More than a year ago now, guest blogger Rick Freeman wrote about an arbitration decision out of San Antonio where a trial court refused to compel arbitration on the basis that the high cost of arbitration made the agreement to arbitrate unconscionable. This morning, the Texas Supreme Court denied the petition for review in that case, leaving the San Antonio opinion good law, for now at least.
What does this mean for state of cost-based unconscionability challenges to arbitral agreements? Probably not all that much, actually. As we mentioned in August, the Texas Supreme Court has already heard oral argument in the Johnny Luna case, out of Houston, which addressed the same issue. Texas arbitration practitioners should continue their vigil, waiting for the last shoe to drop, as it were; the denial of the Ayala petition for review does not mean that we won’t get a Texas Supreme Court pronouncement on this issue.

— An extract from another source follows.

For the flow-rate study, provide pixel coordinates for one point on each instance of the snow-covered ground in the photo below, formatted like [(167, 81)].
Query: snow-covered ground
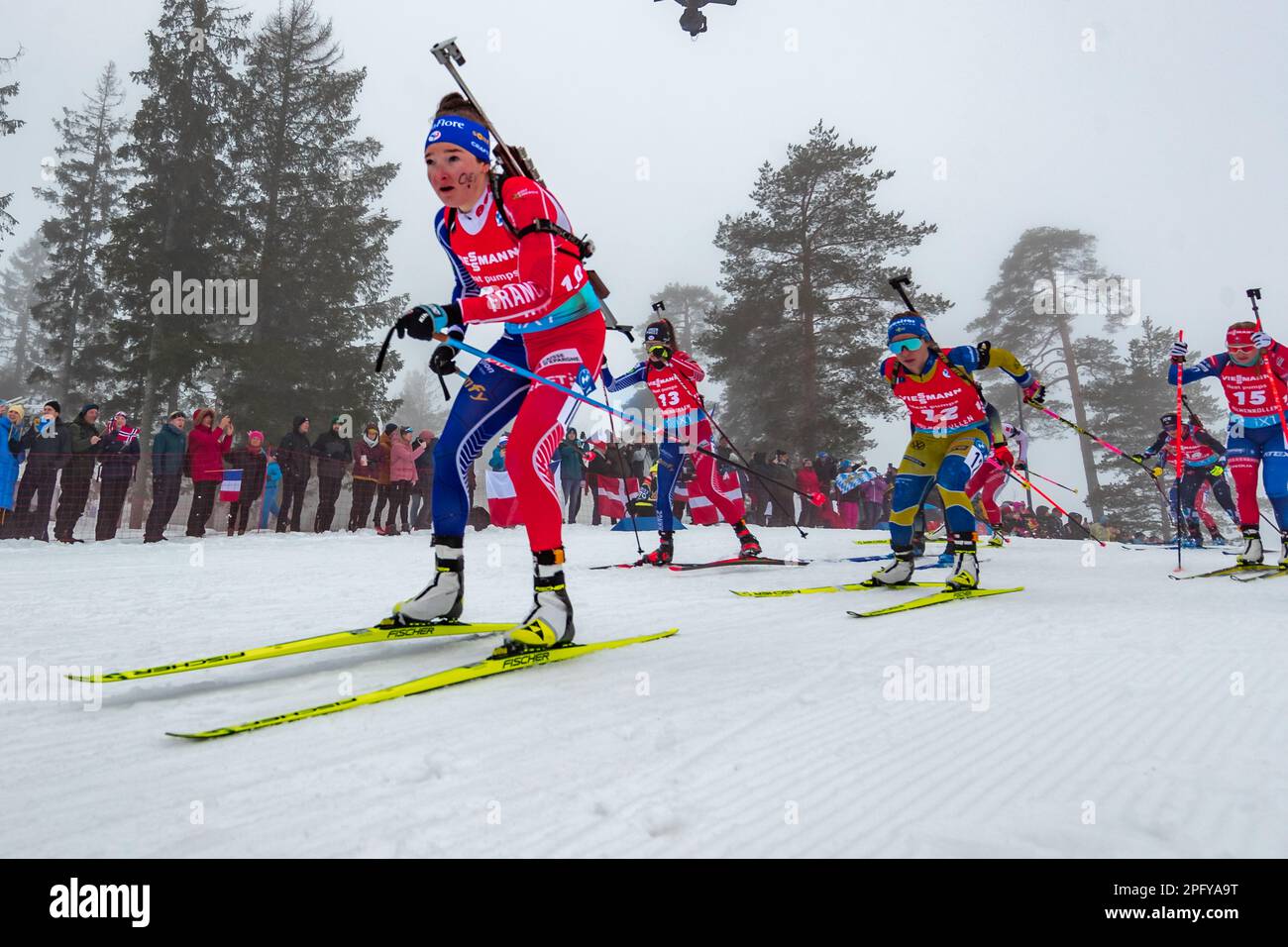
[(1115, 712)]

Special thanks, by the way, to Austin lawyer Rick Leeper for pointing this out to me this morning. I gave a speech on this issue today at the Page Keeton Civil Litigation conference put on by the UT law school. I mentioned that some of us were nervously waiting for the Johnny Luna opinion, and Rick pointed out, during the speech, that this very morning the Court had ruled on the “other” case on this issue. The internet really is incredible; Rick had obviously already found out about an hour’s-old decision which did not involve an opinion while attending and paying attention to a seminar and thus was able to point out that the law was evolving on my speech topic even as I gave the speech. For those interested, I will post the speech to the web page as soon as possible. Readers of the blog may find part of it familiar.
Olshan Foundation Repair v. Ayala, 180 S.W.3d 212 (Tex. App. – San Antonio 2005, pet. denied).